Step 4: Apply Service Control Policies (SCPs)

What Are SCPs?

Service Control Policies are guardrails that define what actions accounts can or cannot perform.

Example: Deny S3 Bucket Deletion

  1. Navigate to PoliciesService Control PoliciesCreate Policy.
  2. Save the policy and attach it to the desired OU or account.

Enter the following SCP JSON:

{
  "Version": "2012-10-17",
  "Statement": [
    {
      "Sid": "DenyS3Delete",
      "Effect": "Deny",
      "Action": "s3:DeleteBucket",
      "Resource": "*"
    }
  ]
}

Apply the SCP:

  • Select the target OU or account.
  • Go to the Policies tab → Attach Policy → Select your policy.
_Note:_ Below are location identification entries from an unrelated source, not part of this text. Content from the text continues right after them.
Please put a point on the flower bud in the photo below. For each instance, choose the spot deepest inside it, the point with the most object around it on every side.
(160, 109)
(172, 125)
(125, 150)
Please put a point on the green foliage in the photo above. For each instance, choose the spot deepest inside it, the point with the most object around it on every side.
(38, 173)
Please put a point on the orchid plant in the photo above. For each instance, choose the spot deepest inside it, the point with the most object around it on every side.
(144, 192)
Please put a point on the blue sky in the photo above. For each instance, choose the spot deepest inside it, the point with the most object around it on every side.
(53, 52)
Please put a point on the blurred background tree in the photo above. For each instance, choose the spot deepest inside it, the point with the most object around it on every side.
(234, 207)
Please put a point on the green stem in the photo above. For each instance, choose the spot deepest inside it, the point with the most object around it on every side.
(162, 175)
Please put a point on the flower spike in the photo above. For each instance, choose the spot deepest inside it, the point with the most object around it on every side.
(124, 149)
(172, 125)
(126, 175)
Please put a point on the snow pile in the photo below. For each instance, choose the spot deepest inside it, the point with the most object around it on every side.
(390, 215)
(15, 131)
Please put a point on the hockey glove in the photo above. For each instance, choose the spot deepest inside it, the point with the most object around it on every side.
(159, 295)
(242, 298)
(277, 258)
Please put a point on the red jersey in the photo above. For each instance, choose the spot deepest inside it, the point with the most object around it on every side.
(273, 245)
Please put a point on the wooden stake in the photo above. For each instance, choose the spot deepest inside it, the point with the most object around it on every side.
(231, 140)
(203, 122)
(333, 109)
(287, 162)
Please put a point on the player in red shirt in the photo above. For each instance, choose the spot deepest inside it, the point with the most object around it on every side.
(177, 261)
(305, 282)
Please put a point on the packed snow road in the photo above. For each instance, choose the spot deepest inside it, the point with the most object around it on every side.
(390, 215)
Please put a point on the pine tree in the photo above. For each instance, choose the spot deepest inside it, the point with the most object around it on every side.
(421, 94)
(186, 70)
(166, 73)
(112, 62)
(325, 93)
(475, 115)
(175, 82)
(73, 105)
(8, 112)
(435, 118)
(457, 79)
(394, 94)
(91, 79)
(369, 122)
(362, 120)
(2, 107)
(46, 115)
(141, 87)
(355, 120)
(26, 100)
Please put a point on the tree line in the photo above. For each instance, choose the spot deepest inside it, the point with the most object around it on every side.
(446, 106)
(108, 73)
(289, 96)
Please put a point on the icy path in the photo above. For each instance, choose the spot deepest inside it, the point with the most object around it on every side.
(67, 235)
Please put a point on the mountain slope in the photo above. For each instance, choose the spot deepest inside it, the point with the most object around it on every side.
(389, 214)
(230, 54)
Step 5: Manage Billing with Consolidated Billing

  1. Access Billing Information:
    • In the management account, navigate to Billing Dashboard.
    • View consolidated billing for all member accounts.
  2. Set Up Cost Allocation Tags:
    • Enable cost allocation tags to track expenses by project or team.
  3. Use AWS Budgets:
    • Set budget alerts for individual accounts or OUs.

Step 6: Monitor and Govern Accounts

Enable AWS Config:

  • Use AWS Config to track resource changes and compliance across accounts.

Enable CloudTrail:

  • Centralize CloudTrail logs to monitor API activity in all accounts.

View Account Activity:

  • Use the AWS Organizations Activity page to view account invitations and changes.

Best Practices for AWS Organizations Account Management

  1. Use Separate Accounts for Workloads:
    • Isolate environments like development, testing, and production into different accounts.
  2. Apply SCPs Strategically:
    • Use SCPs to enforce security policies, such as restricting access to certain regions.
  3. Monitor Usage:
    • Use AWS CloudWatch and Cost Explorer to track account usage and optimize costs.
  4. Secure Management Account:
    • Limit access to the management account to prevent accidental misconfigurations.

Conclusion

AWS Organizations provides a powerful framework for managing multiple AWS accounts under a centralized structure. By following this example, you can streamline account creation, enforce governance using SCPs, and optimize costs with consolidated billing. AWS Organizations is essential for businesses looking to scale their cloud infrastructure securely and efficiently.